The way this project is set up, it compiles to es6 on deployment.
If you're adding/updating to typescript with an existing stack then you'll need to compile before deploying.
I add a build script of "deploy": "tsc && sls deploy" to my package.json and then just run "npm run deploy" instead of 'sls deploy'
Why is it creating a serverless.ts file and not a serverless.yml file ? And could you somehow go back to a serverless.yml file?
As you are creating a typescript repo, the template assumes you'd rather work with a serverless.ts file. I've not tried reverting to serverless.yml but I don't see why it shouldn't work.
Can you please link to your cityData in the description? Thnx.
I've just added that :)
I hope sometime in the future you will make an introductory video on AWS-Kinesis for microservices.
I'll add it to the list and look into it
@@CompleteCoding where / how did you get the serverless command?
@@WhyteTunez npm i -g serverless
That will allow you to use the serverless CLI
Thank you ...
Optional chaining will return undefined if the property doesn't exist instead of null. Here's the link to it: developer.mozilla.org/en-US/docs/Web/JavaScript/Reference/Operators/Optional_chaining.
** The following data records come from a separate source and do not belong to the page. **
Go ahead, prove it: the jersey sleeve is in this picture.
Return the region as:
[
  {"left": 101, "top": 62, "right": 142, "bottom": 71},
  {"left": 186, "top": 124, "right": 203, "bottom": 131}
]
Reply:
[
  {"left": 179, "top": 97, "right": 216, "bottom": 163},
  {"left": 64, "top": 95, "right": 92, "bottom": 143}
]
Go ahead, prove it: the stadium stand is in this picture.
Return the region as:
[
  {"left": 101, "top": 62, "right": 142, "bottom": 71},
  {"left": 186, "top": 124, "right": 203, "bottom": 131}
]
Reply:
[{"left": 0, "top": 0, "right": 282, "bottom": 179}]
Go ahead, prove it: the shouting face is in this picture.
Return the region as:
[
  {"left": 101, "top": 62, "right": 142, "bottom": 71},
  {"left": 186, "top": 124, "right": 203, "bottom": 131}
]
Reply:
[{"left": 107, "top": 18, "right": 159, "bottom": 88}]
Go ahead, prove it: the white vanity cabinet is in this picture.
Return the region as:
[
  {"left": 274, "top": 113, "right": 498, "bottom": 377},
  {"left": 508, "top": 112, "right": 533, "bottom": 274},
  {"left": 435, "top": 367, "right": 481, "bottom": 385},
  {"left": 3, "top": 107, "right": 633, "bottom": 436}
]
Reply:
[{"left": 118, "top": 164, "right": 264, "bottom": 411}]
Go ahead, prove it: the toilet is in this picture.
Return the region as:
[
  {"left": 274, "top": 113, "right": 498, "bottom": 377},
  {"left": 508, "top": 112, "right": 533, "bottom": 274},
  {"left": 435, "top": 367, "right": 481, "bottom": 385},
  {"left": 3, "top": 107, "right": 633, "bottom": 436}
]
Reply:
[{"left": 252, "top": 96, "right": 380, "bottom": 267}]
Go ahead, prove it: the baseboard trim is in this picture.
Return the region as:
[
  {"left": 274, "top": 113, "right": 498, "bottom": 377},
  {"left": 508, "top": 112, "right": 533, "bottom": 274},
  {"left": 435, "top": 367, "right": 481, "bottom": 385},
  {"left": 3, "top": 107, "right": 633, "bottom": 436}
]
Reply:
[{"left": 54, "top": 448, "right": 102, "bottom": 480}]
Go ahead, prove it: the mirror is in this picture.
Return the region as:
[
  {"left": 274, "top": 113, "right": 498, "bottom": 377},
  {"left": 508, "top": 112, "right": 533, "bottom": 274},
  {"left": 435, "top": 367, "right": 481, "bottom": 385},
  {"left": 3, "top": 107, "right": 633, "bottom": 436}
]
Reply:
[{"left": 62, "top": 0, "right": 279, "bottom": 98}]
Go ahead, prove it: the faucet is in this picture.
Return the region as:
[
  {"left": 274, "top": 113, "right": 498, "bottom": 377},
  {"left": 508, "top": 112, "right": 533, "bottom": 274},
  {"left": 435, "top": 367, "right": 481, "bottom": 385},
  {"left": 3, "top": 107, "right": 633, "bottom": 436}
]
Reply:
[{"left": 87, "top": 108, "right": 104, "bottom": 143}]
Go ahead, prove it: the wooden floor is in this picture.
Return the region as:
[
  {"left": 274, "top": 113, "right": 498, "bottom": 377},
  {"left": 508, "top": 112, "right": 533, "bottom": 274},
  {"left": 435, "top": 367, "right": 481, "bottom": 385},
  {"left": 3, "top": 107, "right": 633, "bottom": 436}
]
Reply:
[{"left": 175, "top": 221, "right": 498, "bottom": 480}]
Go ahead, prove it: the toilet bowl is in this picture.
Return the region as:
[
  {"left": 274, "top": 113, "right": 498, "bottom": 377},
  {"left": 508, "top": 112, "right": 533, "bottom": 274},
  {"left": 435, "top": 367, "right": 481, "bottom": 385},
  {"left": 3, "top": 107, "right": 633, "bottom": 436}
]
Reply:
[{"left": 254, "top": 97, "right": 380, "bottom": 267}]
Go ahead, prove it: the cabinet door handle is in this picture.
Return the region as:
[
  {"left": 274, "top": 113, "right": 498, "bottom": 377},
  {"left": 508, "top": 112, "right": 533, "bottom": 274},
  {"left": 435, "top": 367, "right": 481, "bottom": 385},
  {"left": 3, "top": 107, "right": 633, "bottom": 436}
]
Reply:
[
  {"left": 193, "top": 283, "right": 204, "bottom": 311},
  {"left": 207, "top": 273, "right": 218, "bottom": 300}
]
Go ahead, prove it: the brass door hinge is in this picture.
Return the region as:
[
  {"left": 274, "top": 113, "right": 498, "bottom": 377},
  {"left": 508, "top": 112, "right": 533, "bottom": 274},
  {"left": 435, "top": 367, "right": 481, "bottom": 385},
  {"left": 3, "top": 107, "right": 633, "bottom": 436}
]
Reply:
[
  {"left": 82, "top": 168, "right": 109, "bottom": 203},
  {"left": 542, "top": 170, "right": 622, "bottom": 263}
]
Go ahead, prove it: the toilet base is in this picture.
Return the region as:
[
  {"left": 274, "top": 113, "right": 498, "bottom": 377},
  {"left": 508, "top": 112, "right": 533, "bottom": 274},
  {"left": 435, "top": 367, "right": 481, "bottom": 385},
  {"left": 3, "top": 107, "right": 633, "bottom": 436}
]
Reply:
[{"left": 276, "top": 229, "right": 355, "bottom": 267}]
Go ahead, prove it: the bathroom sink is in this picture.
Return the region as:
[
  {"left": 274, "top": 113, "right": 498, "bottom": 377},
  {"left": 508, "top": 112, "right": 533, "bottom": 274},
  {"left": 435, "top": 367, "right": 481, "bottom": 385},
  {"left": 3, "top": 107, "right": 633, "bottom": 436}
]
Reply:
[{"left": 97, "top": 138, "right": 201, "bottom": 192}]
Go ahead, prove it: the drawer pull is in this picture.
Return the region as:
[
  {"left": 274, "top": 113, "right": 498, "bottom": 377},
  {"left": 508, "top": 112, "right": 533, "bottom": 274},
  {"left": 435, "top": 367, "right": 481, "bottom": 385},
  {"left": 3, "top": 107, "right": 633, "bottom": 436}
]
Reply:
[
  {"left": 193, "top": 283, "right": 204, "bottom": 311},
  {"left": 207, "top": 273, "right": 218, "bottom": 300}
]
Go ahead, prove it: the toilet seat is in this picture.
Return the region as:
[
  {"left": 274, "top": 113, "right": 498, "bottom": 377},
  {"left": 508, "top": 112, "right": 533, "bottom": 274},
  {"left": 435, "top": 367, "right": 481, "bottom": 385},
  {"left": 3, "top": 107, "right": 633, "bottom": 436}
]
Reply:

Anyway, thank you for this great content. Keep it up!
Nice spot.
is possible combinate nestjs framework with serverless typescript framework ? maybe a project with typescript as standard language
That's a really cool idea. I'll look into it and add it to the video idea list
How do you unit test that service,
You can create a unit test for the lambda code you've written. Use jest to call the handler function with an example 'event' and then check that the response is what you expect.
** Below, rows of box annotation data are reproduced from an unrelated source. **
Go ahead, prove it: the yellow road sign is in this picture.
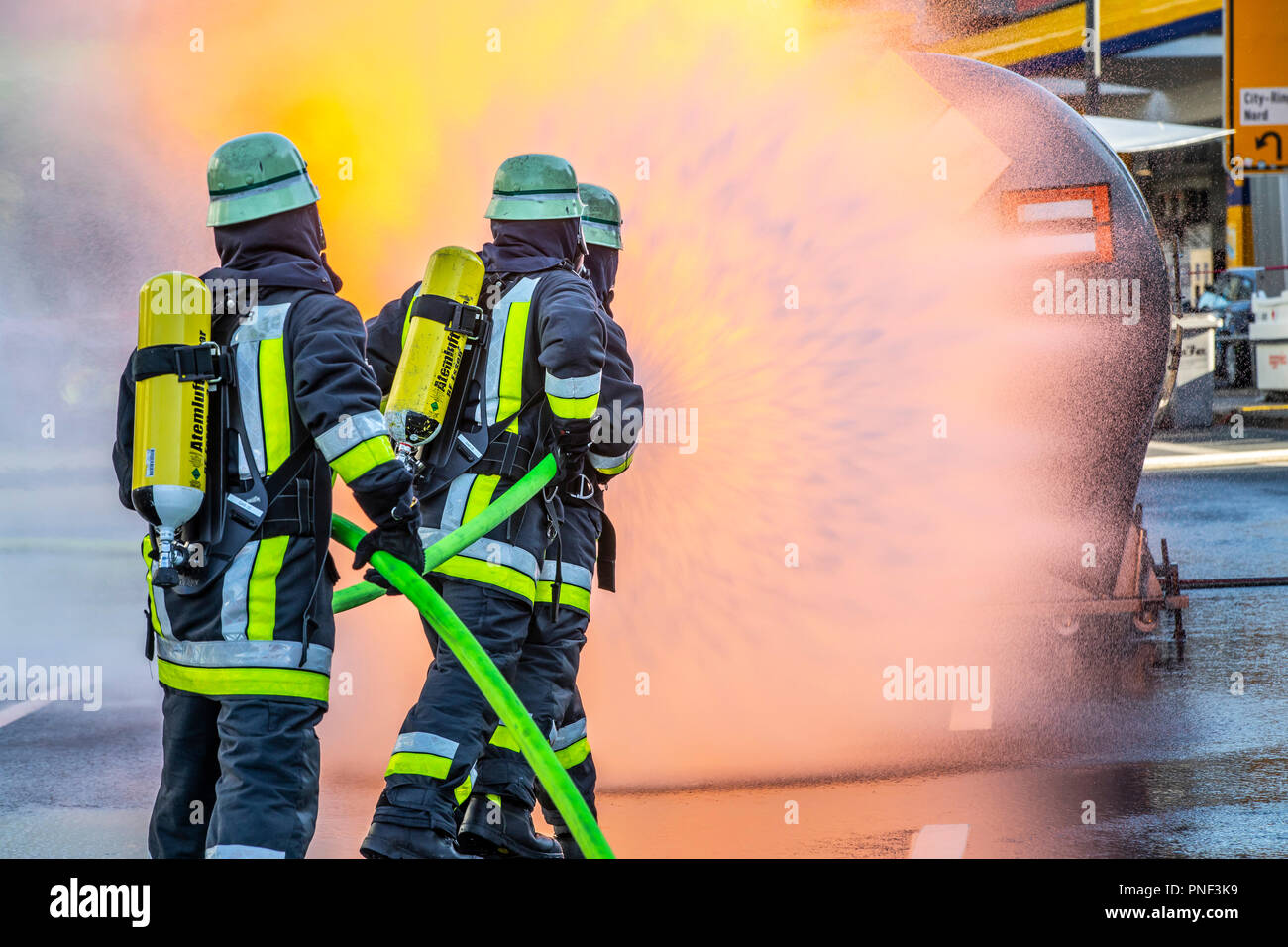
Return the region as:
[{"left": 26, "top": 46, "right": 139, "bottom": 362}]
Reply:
[{"left": 1225, "top": 0, "right": 1288, "bottom": 172}]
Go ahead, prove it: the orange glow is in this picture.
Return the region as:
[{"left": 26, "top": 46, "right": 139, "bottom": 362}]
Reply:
[{"left": 35, "top": 0, "right": 1092, "bottom": 788}]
If you add aws services (dynamo, SES, s3) then you can mock those so your unit tests stay as unit tests
what is your color theme?
Monokai Pro. I think it was $10 but it's just a really nice theme in my opinion and well worth it
sir i want to ask a question please reply me...? i really need your help
What's your question?
@@CompleteCoding aws-typescript-node template schema validation not working with local dynamodb. how to properly validate schema before saving to dynamodb (local as well as real dynamodb) the schema.ts file which we got in template (lambda function) how do we apply proper validation in this file like min max length , email pattern,required etc.